This is a very good question, and I will do my best to give you some good arguements and compelling reasons.
1. It takes 2500 gallons of water to produce one pound of beef. This figure takes into account the water used to grow the cattle feed, the water directly consumed by the cattle, and the water necessary for processing the cattle into meat for our tables. In contrast, it takes only 25 gallons of water to produce one pound of wheat.
2. Many restaurants, such as McDonald's, buy most, if not all, of their beef from South American suppliers. For each pound of beef that makes it into a hamburger or steak, over 200 square feet of rain forest was destroyed. Since these massive herds of cattle graze the land to death,more and more rain forest must be cut down to provide them with food. Overgrazing by cattle strips all vegetation from the soil, which leaves the land barren. When it rains, there is nothing to hold the topsoil (the layer that is rich enough to grow grass) in place, and it washes away. Once all the topsoil is eroded, nothing will grow. And that topsoil must go somewhere, right? It does. It goes into the waterways, where it chokes out native fishes.

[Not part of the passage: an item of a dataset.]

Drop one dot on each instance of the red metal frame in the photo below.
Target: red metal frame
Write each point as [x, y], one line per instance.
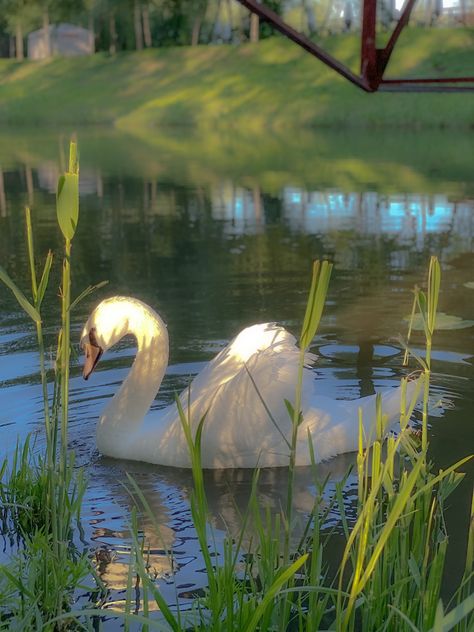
[373, 60]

Even in the US, livestock farming is responsible for 85% of all topsoil erosion.
3.While cattle DO produce a lot of methane, which is one of the so called "greenhouse gasses", farmers burn a lot of fossil fuels heating and cooling the enormous structures that factory cattle are raised in. It also takes a lot of fossil fuels to produce the electricity that runs the lights 20 hours a day on egg farms (so the hens will lay mass amounts of eggs), not to mention the heating and cooling of their massive egg barns.
4. Because cattle, chickens, and pigs raised on factory farms are kept so tightly crammed together, farmers feed them over 15 million pounds of antibiotics per year, just so that they don' get sick. Herbicides, chemical fertilizers and pesticides are used in massive amounts to grow the food the animals eat, and all of these things make their way into the soil, water and air as pollution.
5. A person following a vegetarian diet needs less than 1/2 acre to produce all of his food for one year. A person who regularly eats meat needs over 2 acres of land to produce all of his food for a year.
If you need more reasons or just want to research this topic further, there are any number of good books at your local library, and scientific papers that can be found online. Please be careful when accepting a statistic as fact from any source that may be biased, though. It's easy to twist numbers into "facts" to support only one side of an arguement. Consider your source, and think with a critical mind before you make any decisions.
I hope this has helped enlighten you, and I wish you the best in trying to go "greener".